Hi Allie! How old are you, and how long have you been training?
I am 28-years-old, and I have been lifting for somewhere between 5 and 8 years, depending on whether you count from when I first touched a barbell or when I started training for powerlifting. My best competition total is 821 in the 138 weight class, with a 297lb squat, 165lb bench, and 358lb deadlift. I’m planning to beat those numbers at the Arnold Sports Fest in 2 weeks!
Wow! What made you first start lifting?
I started lifting because I was really, really weak.
I had just moved into my first off-campus apartment, and I had to start buying groceries for myself. I lived 3 blocks from the store but I had to stop and rest because I couldn’t carry a gallon of milk that far! Growing up, I never played sports, so I had very little muscle or general athleticism. After reading about strength training on the internet and buying a book called “The New Rules of Lifting for Women,” I hit the gym. The first time I unracked an empty barbell I had to immediately put it back, because I almost fell over. I was so sore afterwards I barely got out of bed for 3 days. Over time I became more comfortable, and was able to very slowly add weight. I signed up for a strength training elective, and was lucky enough to end up in the section taught by a powerlifter. He had us set goals for the semester, like lift a certain percentage of our bodyweight or get our first pull-up.
This was the first time I had a concrete lifting goal and it planted the idea of competing in powerlifting in my mind.

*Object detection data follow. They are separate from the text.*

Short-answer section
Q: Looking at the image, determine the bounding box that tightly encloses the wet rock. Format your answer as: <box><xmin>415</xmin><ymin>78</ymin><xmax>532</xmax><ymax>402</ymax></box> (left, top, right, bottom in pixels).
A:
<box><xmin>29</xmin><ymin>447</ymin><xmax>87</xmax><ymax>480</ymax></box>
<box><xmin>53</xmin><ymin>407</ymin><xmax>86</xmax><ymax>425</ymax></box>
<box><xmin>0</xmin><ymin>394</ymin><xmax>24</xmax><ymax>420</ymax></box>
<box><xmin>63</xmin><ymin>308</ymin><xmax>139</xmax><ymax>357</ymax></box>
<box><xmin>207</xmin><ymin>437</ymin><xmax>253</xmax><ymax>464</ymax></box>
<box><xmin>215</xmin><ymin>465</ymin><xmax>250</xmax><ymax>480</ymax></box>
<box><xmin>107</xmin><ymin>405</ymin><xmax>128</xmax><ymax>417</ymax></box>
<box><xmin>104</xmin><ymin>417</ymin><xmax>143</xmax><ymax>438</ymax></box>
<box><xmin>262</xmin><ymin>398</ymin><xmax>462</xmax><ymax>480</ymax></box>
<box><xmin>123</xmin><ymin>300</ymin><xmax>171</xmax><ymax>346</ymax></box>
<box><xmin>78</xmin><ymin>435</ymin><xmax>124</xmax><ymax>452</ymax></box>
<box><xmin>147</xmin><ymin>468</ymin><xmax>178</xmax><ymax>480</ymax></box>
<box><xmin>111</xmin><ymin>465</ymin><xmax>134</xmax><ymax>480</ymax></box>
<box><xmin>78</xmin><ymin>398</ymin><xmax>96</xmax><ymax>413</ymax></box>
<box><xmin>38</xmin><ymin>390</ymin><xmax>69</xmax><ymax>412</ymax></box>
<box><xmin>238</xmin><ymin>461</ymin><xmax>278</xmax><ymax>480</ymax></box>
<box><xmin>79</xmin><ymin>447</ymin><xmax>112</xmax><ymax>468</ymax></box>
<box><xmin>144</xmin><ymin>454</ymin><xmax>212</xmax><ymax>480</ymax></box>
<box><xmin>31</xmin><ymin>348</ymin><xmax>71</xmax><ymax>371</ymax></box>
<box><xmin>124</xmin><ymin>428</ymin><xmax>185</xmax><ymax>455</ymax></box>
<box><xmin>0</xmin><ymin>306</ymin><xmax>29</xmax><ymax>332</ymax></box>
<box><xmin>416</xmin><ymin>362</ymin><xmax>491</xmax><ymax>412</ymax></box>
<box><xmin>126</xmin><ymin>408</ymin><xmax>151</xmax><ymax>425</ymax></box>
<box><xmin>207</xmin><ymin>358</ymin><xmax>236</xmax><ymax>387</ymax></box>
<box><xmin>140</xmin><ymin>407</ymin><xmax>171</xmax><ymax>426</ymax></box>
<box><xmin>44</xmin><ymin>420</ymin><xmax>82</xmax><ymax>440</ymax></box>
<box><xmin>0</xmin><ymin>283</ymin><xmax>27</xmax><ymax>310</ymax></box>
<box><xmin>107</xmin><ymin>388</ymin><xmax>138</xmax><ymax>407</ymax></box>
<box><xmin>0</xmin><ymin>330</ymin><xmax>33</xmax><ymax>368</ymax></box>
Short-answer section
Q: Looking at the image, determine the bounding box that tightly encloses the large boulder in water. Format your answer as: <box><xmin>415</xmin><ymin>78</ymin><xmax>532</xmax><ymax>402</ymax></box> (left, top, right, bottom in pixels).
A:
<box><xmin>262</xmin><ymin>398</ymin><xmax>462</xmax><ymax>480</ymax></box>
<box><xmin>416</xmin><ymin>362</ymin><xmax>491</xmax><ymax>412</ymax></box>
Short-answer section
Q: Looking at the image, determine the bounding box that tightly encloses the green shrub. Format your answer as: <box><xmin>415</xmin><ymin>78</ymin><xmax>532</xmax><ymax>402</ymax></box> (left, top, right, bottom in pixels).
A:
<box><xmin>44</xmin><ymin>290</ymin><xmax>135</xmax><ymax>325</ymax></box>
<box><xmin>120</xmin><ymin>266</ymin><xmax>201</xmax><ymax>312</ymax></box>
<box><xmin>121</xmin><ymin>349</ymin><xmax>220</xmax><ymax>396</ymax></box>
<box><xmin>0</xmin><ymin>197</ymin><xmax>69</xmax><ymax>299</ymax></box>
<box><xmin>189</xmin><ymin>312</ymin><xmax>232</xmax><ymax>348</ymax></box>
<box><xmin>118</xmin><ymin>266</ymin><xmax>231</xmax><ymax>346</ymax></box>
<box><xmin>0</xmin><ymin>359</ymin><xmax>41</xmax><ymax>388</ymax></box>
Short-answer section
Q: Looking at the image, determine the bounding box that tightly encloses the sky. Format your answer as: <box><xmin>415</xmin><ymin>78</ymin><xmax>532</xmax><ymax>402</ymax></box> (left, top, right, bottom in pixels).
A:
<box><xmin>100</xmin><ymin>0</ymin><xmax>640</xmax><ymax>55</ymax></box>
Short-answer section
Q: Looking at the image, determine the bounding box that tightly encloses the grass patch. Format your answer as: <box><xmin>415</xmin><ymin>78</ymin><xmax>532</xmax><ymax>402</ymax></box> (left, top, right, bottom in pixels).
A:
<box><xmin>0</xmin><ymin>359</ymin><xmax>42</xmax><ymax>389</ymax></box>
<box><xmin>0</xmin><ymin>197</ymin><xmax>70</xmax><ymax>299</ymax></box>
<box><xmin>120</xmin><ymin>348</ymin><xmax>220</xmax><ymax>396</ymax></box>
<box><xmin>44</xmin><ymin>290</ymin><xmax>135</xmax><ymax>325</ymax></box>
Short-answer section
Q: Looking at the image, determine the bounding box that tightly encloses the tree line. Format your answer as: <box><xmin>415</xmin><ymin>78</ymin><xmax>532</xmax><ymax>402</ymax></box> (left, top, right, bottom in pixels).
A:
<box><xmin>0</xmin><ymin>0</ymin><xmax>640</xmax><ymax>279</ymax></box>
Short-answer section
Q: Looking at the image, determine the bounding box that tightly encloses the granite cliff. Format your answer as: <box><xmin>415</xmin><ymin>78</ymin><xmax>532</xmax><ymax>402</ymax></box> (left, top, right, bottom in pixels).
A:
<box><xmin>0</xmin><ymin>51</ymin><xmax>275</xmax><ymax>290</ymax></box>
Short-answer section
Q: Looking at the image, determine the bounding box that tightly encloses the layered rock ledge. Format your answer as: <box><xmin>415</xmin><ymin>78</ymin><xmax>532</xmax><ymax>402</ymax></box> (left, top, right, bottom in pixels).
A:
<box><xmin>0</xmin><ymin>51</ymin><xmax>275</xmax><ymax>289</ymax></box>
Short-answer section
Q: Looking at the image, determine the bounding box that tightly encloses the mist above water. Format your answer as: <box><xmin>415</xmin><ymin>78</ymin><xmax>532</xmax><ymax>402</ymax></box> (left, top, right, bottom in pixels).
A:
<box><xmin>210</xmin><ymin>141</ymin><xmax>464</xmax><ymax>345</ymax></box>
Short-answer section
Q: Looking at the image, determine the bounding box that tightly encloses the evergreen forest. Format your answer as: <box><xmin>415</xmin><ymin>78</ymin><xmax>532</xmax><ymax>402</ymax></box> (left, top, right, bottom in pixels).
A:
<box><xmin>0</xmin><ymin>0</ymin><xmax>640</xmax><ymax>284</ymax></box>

That is amazing progress. Sometimes I hear women say they couldn’t possibly start lifting because of how weak they are… I don’t think they realize that literally just the bar was hard for most of us in the beginning!
How has training for strength (vs. aesthetics) affected you mentally and physically?
Training for strength has given me a sense of self-efficacy.
From the start, it was clear that lifting was not going to be something that came naturally to me, and honestly until then I had avoided all things that weren’t easy. I love to read and school was never that hard for me, except math, and I had gamed my high school’s requirements and took fewer, easier math classes. So the fact that I stuck with lifting was surprising, and I still don’t really understand why, but I’m very glad I did! The confidence I gained from lifting has extended into other areas of my life. Strength training makes it very easy to see even small improvements; every extra pound on the bar is positive reinforcement that you’re moving in the right direction. Though life usually doesn’t provide that same instantaneous feedback, I am more successful with the belief that the work I do will have results.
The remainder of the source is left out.